Garbage Collection On Commodore Computers
Part 1
Jim Butterfield, Associate Editor
There's a sneaky event lying in wait for you within most Commodore machines. It's called garbage collection, and it will show up, seemingly unpredictably, in any of several ways. Your program may seem to run slowly or erratically in "spurts." The program may have frequent pauses, each of which lasts several seconds. Worst of all, the program may pause for much longer periods of time—a minute, ten minutes, or even longer—and will seem to have "crashed." The user might be tempted to turn the machine off, thinking that it has failed.
The garbage collection phenomenon isn't limited to Commodore machines, of course. Much of what is said here may be applied to other computers. The specific remedies that will be given for VIC, 64, PET, and CBM can be adapted to suit the different logic of other machines. Conversely, not all Commodore machines have garbage collection problems; for example, machines identifying themselves as 4.0 won't have these delays.
An Example
Try this on your computer:
100 DIM A$(800) 110 FOR J = 1 TO 800 120 A$ (J) = CHR$ (65) 130 NEXT J 140 PRINT "X" 150 PRINT FRE(0) 160 PRINT "Y"
It will take a few moments to perform the loop in lines 110 to 130. You would expect this. But unless you know about garbage collection, you won't expect much of a delay in the last three lines; after all, they are just PRINT statements.
Try it.
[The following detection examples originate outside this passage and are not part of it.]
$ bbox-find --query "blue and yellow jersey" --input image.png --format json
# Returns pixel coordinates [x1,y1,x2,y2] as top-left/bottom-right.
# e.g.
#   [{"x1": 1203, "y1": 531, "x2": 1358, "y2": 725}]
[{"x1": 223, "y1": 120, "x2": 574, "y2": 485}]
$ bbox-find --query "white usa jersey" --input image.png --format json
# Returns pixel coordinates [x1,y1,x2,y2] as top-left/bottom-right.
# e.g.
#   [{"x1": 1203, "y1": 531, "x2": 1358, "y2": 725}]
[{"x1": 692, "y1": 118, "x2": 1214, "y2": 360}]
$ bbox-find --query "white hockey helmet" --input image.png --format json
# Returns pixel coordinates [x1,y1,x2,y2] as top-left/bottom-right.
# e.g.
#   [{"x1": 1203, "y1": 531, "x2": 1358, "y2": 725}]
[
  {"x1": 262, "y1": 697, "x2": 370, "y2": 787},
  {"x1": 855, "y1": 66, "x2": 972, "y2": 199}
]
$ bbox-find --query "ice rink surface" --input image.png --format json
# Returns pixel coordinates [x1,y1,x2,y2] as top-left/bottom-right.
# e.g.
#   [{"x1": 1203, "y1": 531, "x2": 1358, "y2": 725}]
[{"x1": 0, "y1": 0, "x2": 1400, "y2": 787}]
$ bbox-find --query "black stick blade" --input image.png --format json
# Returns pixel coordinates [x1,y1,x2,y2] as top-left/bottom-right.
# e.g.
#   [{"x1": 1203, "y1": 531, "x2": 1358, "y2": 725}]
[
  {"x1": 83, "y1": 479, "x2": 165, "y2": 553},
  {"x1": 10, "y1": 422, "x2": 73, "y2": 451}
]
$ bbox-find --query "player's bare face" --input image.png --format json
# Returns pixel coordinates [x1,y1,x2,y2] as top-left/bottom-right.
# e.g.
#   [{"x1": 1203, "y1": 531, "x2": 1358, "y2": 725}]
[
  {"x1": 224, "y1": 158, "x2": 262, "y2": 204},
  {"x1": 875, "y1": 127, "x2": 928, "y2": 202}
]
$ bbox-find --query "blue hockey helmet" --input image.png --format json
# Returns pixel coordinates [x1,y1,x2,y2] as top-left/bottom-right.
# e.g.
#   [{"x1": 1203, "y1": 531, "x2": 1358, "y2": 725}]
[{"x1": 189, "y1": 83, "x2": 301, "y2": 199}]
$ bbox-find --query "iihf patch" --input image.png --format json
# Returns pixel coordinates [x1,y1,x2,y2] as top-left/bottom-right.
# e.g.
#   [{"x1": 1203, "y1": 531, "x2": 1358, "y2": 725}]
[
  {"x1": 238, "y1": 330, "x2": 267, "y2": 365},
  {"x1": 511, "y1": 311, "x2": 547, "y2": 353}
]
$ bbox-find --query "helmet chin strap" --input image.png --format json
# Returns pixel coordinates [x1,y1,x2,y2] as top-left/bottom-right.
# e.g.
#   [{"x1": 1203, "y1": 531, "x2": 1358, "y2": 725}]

If there's a delay between printing X and Y, that's a garbage collection pause.
To illustrate the odd nature of garbage collection, try this: Change line 120 to read A$(J) = "A"—this is the same thing, of course, since CHR$(65) is the letter A. But this time the delay disappears when you run the program.
Why It Happens
When a program assigns a value to a string variable, it may do so in either of two ways. If the string exists completely within the program, it will be used "where it lies"; there's no need to make a copy. For example, a program statement such as 500 X$ = "HELLO" will use the string HELLO right out of the program where it lies. Similarly, the statements: 800 DATA COFFEE and 900 READ R$ will cause the string COFFEE to be used from within the DATA statement; it won't be moved to any other place in memory. There doesn't seem to be a name for this kind of string: I'll use the term static string to refer to a string used directly from its place within a program.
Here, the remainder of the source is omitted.